Bosniaks, Serbs and Croats have all taken to the streets in Bosnia and Herzegovina to demonstrate against the government, which they blame for the country’s deteriorating situation. Together with Ukraine, this represents another source of unrest at the borders of the EU. We asked Doris Pack, a German member of the EPP group who wrote a report on Bosnia's progress towards EU membership, about possible scenarios for the country's future.
The unrest showed that an extremely divided society can unite when there is a common will. Is it a possible way forward for the country or a threat to the already fragile stability?
There is no stability and I have been expecting this unrest for a long time. The political leaders are not willing to find a compromise, unable to resolve any of the problems crucial for citizens. I hope the political leaders who have not stepped down yet and are responsible for the situation will start to listen.
How could the current situation influence the country's progress towards EU membership?
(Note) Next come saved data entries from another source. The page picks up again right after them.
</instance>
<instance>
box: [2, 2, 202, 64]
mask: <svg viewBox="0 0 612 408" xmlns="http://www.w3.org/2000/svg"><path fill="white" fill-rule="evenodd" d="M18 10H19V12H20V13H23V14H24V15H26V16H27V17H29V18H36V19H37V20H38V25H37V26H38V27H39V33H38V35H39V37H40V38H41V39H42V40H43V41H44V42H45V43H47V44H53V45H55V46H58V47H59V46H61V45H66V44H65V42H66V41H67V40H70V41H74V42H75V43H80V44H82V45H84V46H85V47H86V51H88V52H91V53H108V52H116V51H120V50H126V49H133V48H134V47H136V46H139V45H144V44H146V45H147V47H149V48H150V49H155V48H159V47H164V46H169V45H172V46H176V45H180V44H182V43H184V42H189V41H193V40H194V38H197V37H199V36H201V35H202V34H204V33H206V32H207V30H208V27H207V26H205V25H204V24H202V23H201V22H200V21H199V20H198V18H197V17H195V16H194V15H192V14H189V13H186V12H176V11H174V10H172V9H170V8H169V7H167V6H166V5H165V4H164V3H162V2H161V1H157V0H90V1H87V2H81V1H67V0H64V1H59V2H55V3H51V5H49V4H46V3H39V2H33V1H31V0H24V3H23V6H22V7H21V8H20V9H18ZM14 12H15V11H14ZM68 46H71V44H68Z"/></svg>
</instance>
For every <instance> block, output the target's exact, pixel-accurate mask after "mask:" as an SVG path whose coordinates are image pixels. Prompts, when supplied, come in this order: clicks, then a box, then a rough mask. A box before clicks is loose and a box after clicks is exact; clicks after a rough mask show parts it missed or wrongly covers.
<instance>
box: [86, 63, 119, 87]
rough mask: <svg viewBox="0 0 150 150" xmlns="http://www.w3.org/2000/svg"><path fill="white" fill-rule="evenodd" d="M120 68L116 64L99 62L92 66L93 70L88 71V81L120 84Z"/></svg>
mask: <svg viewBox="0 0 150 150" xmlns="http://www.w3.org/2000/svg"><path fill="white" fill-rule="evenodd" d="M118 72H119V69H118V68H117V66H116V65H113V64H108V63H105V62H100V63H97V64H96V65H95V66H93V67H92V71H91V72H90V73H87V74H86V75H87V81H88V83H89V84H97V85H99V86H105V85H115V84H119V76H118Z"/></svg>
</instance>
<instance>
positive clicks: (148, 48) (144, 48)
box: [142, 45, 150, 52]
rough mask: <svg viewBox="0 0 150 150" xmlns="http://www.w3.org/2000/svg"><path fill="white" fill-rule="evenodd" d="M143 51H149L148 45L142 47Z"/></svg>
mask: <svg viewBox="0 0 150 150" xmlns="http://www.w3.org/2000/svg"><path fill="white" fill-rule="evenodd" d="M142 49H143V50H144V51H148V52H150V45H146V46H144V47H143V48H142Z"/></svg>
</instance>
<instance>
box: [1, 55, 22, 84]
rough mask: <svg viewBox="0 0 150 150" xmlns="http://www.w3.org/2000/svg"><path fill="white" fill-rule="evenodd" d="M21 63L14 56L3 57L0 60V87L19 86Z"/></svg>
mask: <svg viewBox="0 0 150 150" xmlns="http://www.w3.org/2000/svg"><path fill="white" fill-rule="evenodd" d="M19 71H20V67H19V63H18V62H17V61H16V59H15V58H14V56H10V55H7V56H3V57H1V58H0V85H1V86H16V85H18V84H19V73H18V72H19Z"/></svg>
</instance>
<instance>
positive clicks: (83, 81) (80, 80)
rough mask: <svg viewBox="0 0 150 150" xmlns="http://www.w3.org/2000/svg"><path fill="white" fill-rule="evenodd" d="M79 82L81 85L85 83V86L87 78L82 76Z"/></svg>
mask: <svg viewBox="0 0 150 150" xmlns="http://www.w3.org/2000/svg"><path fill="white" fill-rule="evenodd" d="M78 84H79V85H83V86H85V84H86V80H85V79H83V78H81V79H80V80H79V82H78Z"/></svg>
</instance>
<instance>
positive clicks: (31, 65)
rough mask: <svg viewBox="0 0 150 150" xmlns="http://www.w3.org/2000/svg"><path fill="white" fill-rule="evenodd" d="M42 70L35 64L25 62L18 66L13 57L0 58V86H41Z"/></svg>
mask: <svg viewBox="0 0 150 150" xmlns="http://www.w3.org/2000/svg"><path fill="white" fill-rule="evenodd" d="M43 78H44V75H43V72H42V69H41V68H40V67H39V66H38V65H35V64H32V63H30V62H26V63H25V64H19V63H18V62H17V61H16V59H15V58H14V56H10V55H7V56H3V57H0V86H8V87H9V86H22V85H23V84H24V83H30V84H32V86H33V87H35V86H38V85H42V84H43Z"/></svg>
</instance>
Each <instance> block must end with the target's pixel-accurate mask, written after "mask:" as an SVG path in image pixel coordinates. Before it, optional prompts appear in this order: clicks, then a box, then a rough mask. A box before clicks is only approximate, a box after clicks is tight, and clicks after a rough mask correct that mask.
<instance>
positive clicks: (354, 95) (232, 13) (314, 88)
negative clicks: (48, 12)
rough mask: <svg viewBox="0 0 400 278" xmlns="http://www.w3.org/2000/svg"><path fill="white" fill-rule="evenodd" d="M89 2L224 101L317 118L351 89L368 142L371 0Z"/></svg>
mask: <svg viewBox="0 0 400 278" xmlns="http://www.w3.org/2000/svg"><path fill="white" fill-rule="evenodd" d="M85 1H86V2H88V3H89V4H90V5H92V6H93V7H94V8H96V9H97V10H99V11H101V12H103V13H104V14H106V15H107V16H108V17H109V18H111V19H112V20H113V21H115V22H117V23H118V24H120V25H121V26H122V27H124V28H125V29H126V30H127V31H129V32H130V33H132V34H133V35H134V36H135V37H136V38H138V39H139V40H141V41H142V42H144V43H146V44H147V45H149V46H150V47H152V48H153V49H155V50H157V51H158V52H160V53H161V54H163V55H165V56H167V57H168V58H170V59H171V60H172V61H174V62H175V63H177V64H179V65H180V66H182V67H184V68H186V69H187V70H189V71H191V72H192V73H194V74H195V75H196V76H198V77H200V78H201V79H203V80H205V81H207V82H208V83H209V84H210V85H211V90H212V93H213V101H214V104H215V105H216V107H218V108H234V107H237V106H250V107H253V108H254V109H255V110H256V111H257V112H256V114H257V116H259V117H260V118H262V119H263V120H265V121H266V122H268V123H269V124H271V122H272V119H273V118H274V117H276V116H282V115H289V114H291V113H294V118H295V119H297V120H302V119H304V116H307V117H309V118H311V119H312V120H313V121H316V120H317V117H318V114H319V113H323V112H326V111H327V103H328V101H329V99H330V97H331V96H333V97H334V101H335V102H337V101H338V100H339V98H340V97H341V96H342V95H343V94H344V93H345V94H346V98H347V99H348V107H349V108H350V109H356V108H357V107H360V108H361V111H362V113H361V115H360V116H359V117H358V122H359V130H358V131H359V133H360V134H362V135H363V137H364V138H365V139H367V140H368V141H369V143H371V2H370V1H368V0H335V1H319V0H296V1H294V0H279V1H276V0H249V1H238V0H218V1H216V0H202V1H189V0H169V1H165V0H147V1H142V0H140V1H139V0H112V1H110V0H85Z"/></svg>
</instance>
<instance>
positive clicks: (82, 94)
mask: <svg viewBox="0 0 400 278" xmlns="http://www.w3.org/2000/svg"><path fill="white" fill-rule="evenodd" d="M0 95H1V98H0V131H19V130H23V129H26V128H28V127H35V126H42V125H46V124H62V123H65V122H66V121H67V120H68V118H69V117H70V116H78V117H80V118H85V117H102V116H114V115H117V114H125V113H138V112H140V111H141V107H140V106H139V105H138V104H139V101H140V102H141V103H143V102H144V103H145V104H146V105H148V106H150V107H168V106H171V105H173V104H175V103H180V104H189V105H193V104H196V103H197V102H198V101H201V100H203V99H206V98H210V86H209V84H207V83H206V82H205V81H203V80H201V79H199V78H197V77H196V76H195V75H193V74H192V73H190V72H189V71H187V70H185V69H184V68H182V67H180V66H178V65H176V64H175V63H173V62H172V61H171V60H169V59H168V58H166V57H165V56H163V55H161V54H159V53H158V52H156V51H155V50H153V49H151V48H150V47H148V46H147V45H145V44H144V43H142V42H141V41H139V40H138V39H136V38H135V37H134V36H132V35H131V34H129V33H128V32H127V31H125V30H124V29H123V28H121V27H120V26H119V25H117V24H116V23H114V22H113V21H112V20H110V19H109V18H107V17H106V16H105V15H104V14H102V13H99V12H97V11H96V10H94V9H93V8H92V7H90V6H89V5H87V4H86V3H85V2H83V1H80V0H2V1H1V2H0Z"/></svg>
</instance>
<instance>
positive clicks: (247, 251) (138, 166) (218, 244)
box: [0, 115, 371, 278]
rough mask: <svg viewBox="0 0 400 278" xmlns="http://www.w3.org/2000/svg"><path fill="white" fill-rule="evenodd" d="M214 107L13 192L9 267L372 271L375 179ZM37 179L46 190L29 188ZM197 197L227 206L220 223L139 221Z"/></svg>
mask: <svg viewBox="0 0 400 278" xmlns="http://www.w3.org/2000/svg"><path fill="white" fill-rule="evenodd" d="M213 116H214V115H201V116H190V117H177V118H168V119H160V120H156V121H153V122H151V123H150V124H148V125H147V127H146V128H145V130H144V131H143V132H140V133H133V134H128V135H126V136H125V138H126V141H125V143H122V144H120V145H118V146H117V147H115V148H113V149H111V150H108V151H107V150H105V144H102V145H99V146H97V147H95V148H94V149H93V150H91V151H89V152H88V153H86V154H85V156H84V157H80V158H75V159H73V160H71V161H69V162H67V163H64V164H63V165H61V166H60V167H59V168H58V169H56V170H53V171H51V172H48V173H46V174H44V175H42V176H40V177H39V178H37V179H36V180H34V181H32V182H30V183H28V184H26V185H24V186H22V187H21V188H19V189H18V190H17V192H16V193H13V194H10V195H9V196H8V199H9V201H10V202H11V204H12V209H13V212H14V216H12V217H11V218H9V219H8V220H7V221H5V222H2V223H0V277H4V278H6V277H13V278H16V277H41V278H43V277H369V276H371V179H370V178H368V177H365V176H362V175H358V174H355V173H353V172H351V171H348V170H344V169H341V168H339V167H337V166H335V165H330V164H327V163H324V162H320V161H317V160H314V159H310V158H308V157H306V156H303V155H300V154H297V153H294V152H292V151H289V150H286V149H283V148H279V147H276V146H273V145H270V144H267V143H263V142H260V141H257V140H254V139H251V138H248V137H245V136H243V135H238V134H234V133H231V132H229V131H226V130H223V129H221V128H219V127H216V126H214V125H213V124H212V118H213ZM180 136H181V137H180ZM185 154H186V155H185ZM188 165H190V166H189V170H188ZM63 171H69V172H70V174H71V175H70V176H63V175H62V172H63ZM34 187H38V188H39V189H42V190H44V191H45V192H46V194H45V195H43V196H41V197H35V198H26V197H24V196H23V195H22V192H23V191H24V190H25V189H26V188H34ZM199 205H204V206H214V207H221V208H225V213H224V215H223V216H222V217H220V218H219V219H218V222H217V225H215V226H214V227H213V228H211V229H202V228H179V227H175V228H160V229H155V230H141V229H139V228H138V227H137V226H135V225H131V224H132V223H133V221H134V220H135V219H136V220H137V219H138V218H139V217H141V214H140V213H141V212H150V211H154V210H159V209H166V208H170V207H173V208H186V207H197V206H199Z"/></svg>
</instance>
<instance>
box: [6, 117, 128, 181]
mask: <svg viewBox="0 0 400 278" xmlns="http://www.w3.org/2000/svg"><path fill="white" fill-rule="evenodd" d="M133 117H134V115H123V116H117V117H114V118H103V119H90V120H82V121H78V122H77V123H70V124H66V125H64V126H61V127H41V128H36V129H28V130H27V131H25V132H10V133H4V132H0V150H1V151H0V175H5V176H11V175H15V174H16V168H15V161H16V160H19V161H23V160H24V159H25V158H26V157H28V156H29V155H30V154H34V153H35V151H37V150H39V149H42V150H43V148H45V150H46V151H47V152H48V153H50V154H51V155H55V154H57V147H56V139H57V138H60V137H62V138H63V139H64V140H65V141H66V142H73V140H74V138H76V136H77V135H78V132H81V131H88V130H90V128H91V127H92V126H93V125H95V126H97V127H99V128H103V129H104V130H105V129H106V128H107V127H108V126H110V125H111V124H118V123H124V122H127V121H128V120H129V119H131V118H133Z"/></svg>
It could lead to a better political situation in the country, if the leaders make steps forward and resolve problems. We can only give a helping hand, as we do all the time, and show that we are still deeply interested in the future of the country. Strong representation of the EU and the international community in place should convince people to pave the way to the European Union.
What can we do to help improve the situation and get Bosnia out of the political deadlock?
We are not the actors. We try to show them which steps to take, but in the end I think they know them well. It is a shame that the interests of the leaders are different from those of citizens, who want to be a part of the EU and have a better future.
The protesters voice their discontent about the overgrown administration, which is prone to corruption. The country’s structure - based on an unworkable constitution, deepening ethnical divisions instead of binding the people together - needs reshaping. We cannot do it from the outside. We can prepare a better working construct together, but there needs to be the will from within. If there’s none, then I’m afraid we face a long-term difficult situation.